A Workaholic
- Vickie McCarty

- 1 day ago
- 2 min read

This is me. This was me. And by God’s grace, I’m healing.
I’m learning—slowly—that I don’t have to stay busy to prove my worth. For most of my life, that’s what I believed. Growing up, it felt like the only time I received genuine praise was when I was doing something for someone else. So I connected being productive with being valuable, purposeful. When people thanked me, applauded me, or needed me, it felt like my purpose. It felt like identity. It felt right. The truth is, I was a lonely girl craving affirmation, and I clung to the approval I got from what I accomplished.
But the world we live in feeds that lie. It celebrates busyness, wears exhaustion like a badge of honor, and tells us that constant productivity is the same thing as purpose. Yet underneath the drive of a workaholic heart, there’s almost always a quiet ache. Most of us aren’t working nonstop because we love the work—we’re working because slowing down feels too vulnerable, too exposing. The noise stops, the truth starts speaking.
Old wounds surface.
Buried fears rise.
Loneliness becomes louder.
And the identities we have built around our accomplishments begin to shake.

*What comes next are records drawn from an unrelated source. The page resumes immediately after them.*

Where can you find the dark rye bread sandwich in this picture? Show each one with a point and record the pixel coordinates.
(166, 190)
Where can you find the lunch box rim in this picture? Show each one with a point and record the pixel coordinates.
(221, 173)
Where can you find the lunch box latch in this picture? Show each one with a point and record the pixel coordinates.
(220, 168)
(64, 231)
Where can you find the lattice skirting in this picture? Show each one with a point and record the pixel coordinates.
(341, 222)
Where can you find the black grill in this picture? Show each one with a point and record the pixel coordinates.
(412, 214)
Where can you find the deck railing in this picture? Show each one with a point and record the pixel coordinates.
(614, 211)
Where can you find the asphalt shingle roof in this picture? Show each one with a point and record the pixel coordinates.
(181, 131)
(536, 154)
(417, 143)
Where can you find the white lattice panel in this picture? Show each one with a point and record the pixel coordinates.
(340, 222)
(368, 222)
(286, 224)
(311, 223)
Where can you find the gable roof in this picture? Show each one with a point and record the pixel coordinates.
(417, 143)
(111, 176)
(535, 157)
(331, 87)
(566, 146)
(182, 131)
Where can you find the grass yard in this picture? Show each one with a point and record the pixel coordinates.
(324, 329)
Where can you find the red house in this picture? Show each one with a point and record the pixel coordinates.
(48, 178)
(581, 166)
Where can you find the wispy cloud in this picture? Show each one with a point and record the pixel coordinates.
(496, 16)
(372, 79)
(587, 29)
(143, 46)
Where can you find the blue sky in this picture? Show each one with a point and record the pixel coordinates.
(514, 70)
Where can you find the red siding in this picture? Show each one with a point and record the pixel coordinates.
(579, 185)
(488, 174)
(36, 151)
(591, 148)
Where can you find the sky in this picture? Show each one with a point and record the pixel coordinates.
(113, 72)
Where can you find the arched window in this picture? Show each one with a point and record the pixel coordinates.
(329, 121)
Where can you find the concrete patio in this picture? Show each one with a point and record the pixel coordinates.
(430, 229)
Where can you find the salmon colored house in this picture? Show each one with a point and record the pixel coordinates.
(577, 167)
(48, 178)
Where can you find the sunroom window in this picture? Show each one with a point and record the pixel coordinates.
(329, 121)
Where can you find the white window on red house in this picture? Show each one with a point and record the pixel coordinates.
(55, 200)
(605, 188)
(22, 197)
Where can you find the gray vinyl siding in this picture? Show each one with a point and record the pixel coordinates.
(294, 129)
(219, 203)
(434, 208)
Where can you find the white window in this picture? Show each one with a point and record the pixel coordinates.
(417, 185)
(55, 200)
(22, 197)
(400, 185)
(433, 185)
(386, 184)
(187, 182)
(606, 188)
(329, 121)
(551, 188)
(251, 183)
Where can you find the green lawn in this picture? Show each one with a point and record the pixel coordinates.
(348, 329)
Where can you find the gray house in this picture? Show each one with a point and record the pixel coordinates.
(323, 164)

So we run. We fill every hour, every space, every moment—hoping productivity will protect us from pain.
When we stop doing, God begins working.
When we pause, He restores what constant motion has drained.
When we come out of hiding, He meets us in the open.
Maybe the real miracle God wants to do in our lives isn’t through our efforts, but through our willingness to rest in Him. You don’t have to outrun your past, your feelings, or your fears. You don’t have to earn the love of God. It's time -to rest.